Gary Francione, who argues that to be authentic all animal rights believers must be vegan and lead by example (I agree with him on this), is unhappy. He worries that the animal rights movement is falling backwards because of the “humane meat” campaigns that, in his mind, have made carne respectable to consume for some who were once abstainers. As evidence, he points out that the Food Standards Agency in Britain has found that the number of people eating a partly or completely vegetarian diet fell from 9 per cent in 2007 to 7 per cent in 2008. As evidence that the humane meat movement is undercutting animal rights, properly understood, he quotes from an article by former vegetarian Tessie Williams. From his column:

The reason for Williams’ return to meat: “I see my decision to return to meat as part of a bigger change in Britain’s food culture. We’ve shifted away from the old-school “meat is murder” approach, and now well-sourced meat is seen as healthy and natural.
I agree with Williams that meat is a natural food for human beings. And I have often criticized equating animal slaughter for food with the murder of human beings as misanthropic. But, Francione is absolutely right about the impact of humane meat: If it becomes widely accepted among animal advocates, it will devastate the pure animal rights concept, which asserts that human beings have no right to use animals for any instrumentalized purpose, no matter how beneficial to us:
This is where the happy meat/animal products movement is leading. And it is certainly not confined to Britain. In the United States, animal protection organizations promote initiatives such as California’s Proposition 2, which will do nothing to help animals but will falsely reassure humans that animals are being given significantly improved “humane” protection.
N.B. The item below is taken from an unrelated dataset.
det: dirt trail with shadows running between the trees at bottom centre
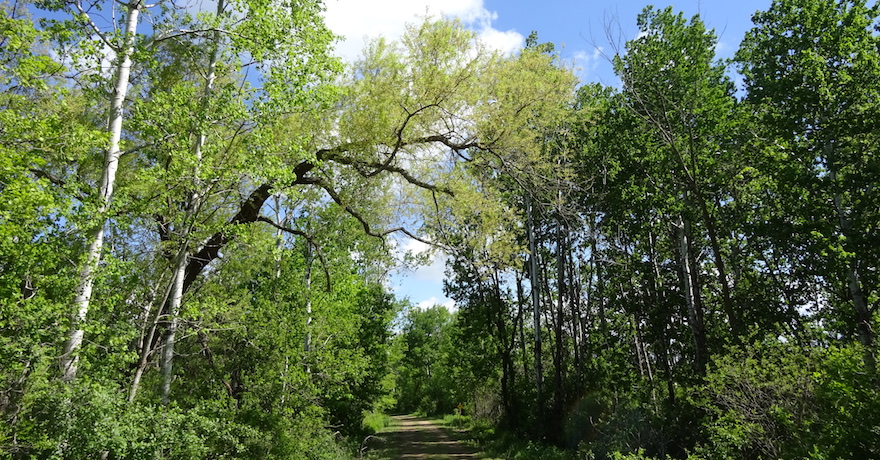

The underlying premise of the modern “animal protection” movement is that it is acceptable for humans to use animals as long as they are treated “humanely.” Those who support this position may want better treatment than the welfarists of the 1940s or 1950s sought, but the principle is the same: use does not matter; only treatment does. That is a fundamental difference between the abolitionist approach and the approach adopted by the large new-welfarist organizations. The abolitionist position rejects all animal use and sees creative, nonviolent vegan education as the primary strategy to employ.
Francione is also upset with PETA’s oft-utilized stunt of using soft core porn to sell vegetarianism:
It is unclear to me why PETA and those who think that this sort of thing is acceptable do not recognize that sexism and speciesism are very closely linked. As long as we continue to commodify women, we will continue to commodify nonhumans. Sexism is not only inherently objectionable; it is a most ineffective way to increase consciousness about nonhumans. PETA has been promoting its sexist anti-fur campaign for over almost 20 years now. Has it had any effect? The fur industry is stronger than it has ever been.
Yes, well PETA’s first and foremost rule is to garner attention for itself. Sex sells and ads such as the one not played on the Superbowl are guaranteed attention-getters—particularly from the teenage boy crowd.

Gary Francione is an idealist and a principled advocate. But in promoting veganism he is both pushing against nature and a society that is increasingly geared toward indulging desires rather than promoting virtue. I understand his pain.